## The aim of this notebook is to provide insight and answers to the following business questions

For queries involving transactions, you may need the following formula for calculated fields:
GrossProfit = PurchasePrice - WholesaleCost

1.How many customers are subscribed to the email list? How many are not?

2.Create a query that returns all of the root beer brand names that use either cane sugar or honey as a sweetener as well as all root beer brands headquartered in California (regardless of sweetener).

3.Which customer has the most root beer reviews? Write a query that lists first and last name and Review Count (the number of reviews for each customer). Sort by Review Count in descending order. 

4.Are certain zip codes stingier in their reviews of root beers? Create a query that calculates the average star rating by zip code. Include zip code and AvgStars in your results Sort in descending order by AvgStars. What zip code (or zip codes) give the lowest rating? What zip code (or zip codes gives the highest?

5.Are men or women providing the biggest share of our revenue? Create a query that lists revenue by gender. Hint: You will need purchaseprice and wholesalecost to calculate revenue.

6.How many of our customers made their first purchase in the year 2012?

7.Are there any root beer brands that don't have a website listed in the database?

8.Dr. Wells is very interested in how the different brands are performing. Specifically, he wants to know how many bottles (not cans) of each root beer brand have been sold in total. He only wants bottles from brands that are “currently offered” in the Root box kiosks. Create a query that lists two fields: Brand Name (which is the brand name of the Root Beer) and NumberOfBottles (which is the total number of bottles of currently offered root beer sold since the company began). Sort this list in descending order by NumberOfBottles.

9.A few weeks ago, Dr. Wells helped a customer who had a problem with a transaction. Dr.
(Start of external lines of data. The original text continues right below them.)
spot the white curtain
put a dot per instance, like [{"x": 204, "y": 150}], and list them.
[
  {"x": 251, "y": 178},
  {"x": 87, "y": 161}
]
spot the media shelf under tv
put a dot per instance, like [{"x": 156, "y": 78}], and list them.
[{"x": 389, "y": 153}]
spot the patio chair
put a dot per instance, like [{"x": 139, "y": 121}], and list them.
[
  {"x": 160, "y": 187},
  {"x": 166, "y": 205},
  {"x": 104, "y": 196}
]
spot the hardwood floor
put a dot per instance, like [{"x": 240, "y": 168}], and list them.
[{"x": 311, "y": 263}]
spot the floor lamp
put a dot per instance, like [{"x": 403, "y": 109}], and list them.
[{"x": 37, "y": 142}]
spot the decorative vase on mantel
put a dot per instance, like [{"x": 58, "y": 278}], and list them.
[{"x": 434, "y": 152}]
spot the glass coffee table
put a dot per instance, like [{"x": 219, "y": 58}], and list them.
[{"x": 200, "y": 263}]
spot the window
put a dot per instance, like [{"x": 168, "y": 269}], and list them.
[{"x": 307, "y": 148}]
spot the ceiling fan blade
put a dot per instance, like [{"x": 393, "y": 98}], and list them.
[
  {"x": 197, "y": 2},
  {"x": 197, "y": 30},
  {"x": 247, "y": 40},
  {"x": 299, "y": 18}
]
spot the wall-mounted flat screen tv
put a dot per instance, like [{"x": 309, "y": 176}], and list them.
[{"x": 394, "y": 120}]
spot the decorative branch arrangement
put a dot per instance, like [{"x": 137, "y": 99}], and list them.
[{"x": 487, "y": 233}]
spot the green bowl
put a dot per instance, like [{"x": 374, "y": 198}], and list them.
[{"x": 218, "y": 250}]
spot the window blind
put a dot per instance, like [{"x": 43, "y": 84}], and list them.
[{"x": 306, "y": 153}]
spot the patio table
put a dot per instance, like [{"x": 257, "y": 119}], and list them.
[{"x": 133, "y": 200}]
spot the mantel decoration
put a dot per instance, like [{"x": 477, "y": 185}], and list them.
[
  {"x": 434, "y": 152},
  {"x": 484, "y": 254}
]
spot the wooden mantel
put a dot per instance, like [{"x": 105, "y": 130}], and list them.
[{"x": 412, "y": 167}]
Wells needs to contact this customer to follow up, but unfortunately spilled all over the paper with the customer’s name and contact information. The only portion of the notes that are readable says “4509” which Dr. Wells thinks is part of a credit card number. Create a query with two fields: Name (A concatenation of the customer’s first name and last name separated by a space, e.g., “John Gregglan” but without the quotes) and Phone Number (the customer’s phone number). Hint: You will need to use the aggregate function “Group By”. Make sure not to display the sensitive credit card number.


In [1]:
import pandas as pd
import numpy as np

In [2]:
customer_df = pd.read_csv('customer.csv')
geolocation_df = pd.read_csv('geolocation.csv')
location_df = pd.read_csv('location.csv')
rootbeer_df = pd.read_csv('rootbeer.csv')
rootbeerbrand_df = pd.read_csv('rootbeerbrand.csv')
rootbeerreview_df = pd.read_csv('rootbeerreview.csv')
transaction_df = pd.read_csv('transaction.csv')

In [3]:
print('The shape of customer dataframe is : ', customer_df.shape)
print('The shape of geolocation dataframe is : ', geolocation_df.shape)
print('The shape of location dataframe is : ', location_df.shape)
print('The shape of rootbeer dataframe is : ', rootbeer_df.shape)
print('The shape of rootbeerbrand dataframe is : ', rootbeerbrand_df.shape)
print('The shape of rootbeerreview dataframe is : ', rootbeerreview_df.shape)
print('The shape of transaction dataframe is : ', transaction_df.shape)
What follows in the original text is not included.